Dessa maneira, necessidade de apresentar novas abordagens da proteção humanitária, mostra-se imperiosa na medida em que, a história pode ser reescrita e, as violações que um dia foram consideradas aberrações civilizatórias poderão então, ser legitimadas ou, ao menos, justificadas, pelo pensamento hegemônico de determinado período.

O primeiro questionamento que ora se propõe diz respeito ao papel do Estado enquanto curador único dos direitos do ser humano.

Partindo-se da premissa que, das inúmeras violações aos direitos fundamentais, grande parte delas são provocadas pelo próprio Estado, questiona-se: De que maneira haverá efetiva proteção dos direitos fundamentais se, diante das violações, o mesmo Estado violador se apresenta como protetor único?

É fato incontroverso que, intrinsecamente ligadas às ameaças e violações aos direitos humanos encontram-se as ilicitudes propulsionadas pelo próprio poder estatal. Cláudia Silva Ferreira[1] e Rafael Braga[2] são amostras microscópicas de um universo formado por ofensas à pessoa humana cujo ofensor é o próprio Estado Brasileiro.

A situação torna-se ainda mais crítica quando tais injustiças são perpetradas pelos órgãos julgadores[3]do Poder Judiciário ou por aqueles investidos do ônus de zelar pela proteção e defesa dos direitos humanos.

Revela-se, portanto, imprescindível a busca por alternativas eficazes na proteção dos direitos humanos que não se restringem apenas à atuação estatal.

Propõe-se, assim, a consolidação de uma advocacia humanitária, a qual, então, já se mostra realidade nas práticas internacionais, cujo objetivo precípuo é posicionar-se no mesmo patamar que outras instituições integrantes do Estado Democrático de Direito, sendo investida dos mesmos ônus protetivos das instituições estatais e contribuindo para que enfim haja o fortalecimento social frente às injustiças perpetadas pelo Estado.

A experiência internacional poderá enfim, nos servir de inspiração para implementação de uma perspectiva humanitária da advocacia pátria.

Cite-se como exemplo, a realidade chinesa, na qual os advogados face a um regime totalitário não liberal, empreendem um marcante papel nas instituições ali estabelecidas:

“The lawyers at the centre of this book represent a small number – probably fewer than one in a thousand lincesed lawyers in China; and of these 200 or so (in absolute numbers) a significant number have already been barred from practicing (…) They themselves are at constant risk of being detained, harassed and abused. Yet they play a pivotal role in China’s legal practice and in political resistence against its current Party-State system.

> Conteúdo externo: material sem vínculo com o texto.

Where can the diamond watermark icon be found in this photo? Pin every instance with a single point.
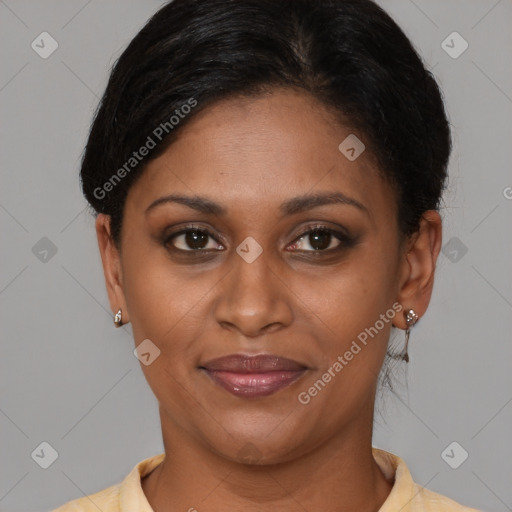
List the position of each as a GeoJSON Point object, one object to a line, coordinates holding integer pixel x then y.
{"type": "Point", "coordinates": [146, 352]}
{"type": "Point", "coordinates": [454, 249]}
{"type": "Point", "coordinates": [454, 45]}
{"type": "Point", "coordinates": [45, 455]}
{"type": "Point", "coordinates": [249, 249]}
{"type": "Point", "coordinates": [44, 45]}
{"type": "Point", "coordinates": [44, 250]}
{"type": "Point", "coordinates": [351, 147]}
{"type": "Point", "coordinates": [454, 455]}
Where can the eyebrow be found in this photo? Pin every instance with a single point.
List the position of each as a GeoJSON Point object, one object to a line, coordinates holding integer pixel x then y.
{"type": "Point", "coordinates": [289, 207]}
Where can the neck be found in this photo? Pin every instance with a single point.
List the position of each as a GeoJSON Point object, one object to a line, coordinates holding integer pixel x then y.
{"type": "Point", "coordinates": [339, 476]}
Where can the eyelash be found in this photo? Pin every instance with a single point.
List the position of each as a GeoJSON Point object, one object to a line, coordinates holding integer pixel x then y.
{"type": "Point", "coordinates": [344, 239]}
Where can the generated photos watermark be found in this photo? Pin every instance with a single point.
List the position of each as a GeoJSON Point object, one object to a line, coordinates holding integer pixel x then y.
{"type": "Point", "coordinates": [157, 135]}
{"type": "Point", "coordinates": [305, 397]}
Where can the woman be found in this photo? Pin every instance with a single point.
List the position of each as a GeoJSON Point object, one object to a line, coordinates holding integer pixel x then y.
{"type": "Point", "coordinates": [266, 176]}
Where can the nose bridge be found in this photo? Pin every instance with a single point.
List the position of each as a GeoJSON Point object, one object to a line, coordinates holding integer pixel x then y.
{"type": "Point", "coordinates": [252, 295]}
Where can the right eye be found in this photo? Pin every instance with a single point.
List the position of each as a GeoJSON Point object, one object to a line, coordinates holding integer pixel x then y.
{"type": "Point", "coordinates": [192, 239]}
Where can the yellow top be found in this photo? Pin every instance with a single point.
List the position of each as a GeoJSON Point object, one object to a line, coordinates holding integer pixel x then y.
{"type": "Point", "coordinates": [405, 496]}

The advocacy show that although the Party-State is organized in Leninist principles, the system cannot be understood without attention to the rights and law ar of abiding appeal in China today. An account of their efforts therefore not olnly affects the evaluations of China’s legal and political system, but also allows us to access domestic advocacy’s challenges to transactional civil society and international human rigths diplomacy from new critical angles” (PIL Eva. China’s Human Right Lawyers: Advocacy and Resistence. Routledge. 2015. New York)”

Nesse sentido, em que pese a constatação de regimes políticos diversos, pode-se afirmar assim, que há identidade entre as crises humanitárias internacionais e as graves violações dos direitos humanos no Brasil, tal paralelo trás por consequência a possibilidade de adequação dos exemplos internacionais de proteção dentro da delicada realidade brasileira,fato este que poderá resultar na provocação da mudança de perspectiva tanto do papel do Estado formalmente constituído, como também, do próprio advogado brasileiro.

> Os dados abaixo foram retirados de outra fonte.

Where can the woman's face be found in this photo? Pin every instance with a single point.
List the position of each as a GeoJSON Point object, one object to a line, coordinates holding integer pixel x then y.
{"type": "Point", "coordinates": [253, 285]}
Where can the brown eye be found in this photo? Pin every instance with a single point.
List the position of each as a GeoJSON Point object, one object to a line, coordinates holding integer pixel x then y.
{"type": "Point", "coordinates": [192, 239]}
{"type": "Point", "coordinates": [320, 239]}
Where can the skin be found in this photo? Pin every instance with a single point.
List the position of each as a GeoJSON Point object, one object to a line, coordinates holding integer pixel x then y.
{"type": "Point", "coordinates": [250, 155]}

Trazer a advocacia para o campo da proteção dos seres humanos é então, materializar os mais caros princípios liberais do Estado Democrático e Constitucional de Direito culminando assim, na autonomia protetiva do próprio indivíduo face ao Estado constituído seja ele de qual regime for.

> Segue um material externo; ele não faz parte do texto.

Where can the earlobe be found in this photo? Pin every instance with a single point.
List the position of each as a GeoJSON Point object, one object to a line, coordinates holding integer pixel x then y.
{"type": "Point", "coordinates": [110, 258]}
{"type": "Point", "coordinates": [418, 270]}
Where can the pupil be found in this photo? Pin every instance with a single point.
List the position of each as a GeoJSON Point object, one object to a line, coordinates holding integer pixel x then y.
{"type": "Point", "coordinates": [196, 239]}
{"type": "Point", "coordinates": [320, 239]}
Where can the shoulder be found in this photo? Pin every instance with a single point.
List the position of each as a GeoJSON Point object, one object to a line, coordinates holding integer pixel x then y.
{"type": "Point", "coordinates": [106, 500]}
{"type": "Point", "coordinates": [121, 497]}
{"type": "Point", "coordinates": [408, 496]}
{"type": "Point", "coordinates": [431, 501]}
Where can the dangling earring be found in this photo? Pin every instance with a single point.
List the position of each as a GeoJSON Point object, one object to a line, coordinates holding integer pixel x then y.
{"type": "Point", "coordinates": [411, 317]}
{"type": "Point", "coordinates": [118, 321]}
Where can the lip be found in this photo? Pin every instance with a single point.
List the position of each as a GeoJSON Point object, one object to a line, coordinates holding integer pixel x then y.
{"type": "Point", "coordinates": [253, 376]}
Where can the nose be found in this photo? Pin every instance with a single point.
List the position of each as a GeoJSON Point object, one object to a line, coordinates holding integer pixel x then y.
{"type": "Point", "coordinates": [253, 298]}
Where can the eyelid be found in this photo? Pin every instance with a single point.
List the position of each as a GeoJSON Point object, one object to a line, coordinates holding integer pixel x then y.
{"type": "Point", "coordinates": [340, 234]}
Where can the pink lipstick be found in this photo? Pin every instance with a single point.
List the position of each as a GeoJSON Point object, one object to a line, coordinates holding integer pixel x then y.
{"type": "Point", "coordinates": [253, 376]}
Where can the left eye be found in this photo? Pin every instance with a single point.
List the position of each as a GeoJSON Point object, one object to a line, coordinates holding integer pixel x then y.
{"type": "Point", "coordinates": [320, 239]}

[1] Viatura da PM arrasta mulher por rua da Zona Norte do Rio (https://extra.globo.com/casos-de-policia/viatura-da-pm-arrasta-mulher-por-rua-da-zona-norte-do-rio-veja-video-11896179.html);

[2] Morador de rua é condenado a 5 anos de prisão por carregar pinho sol e água sanitária (https://www.cartacapital.com.br/sociedade/morador-de-ruaecondenadoa5-anos-de-prisão-por-carregar-pinho-soleagua-sanitaria-7182.html)

[3]Só para exemplificar, o caso de Lidianyque fora colocada numa cela com aproximadamente 20 homens por cerca de 26 dias, sob a anuência da juíza Calrice Maria de Andrade. Disponível em: https://canalcienciascriminais.jusbrasil.com.br/artigos/574009147/estupro-carcerarioodrama-de-lidi…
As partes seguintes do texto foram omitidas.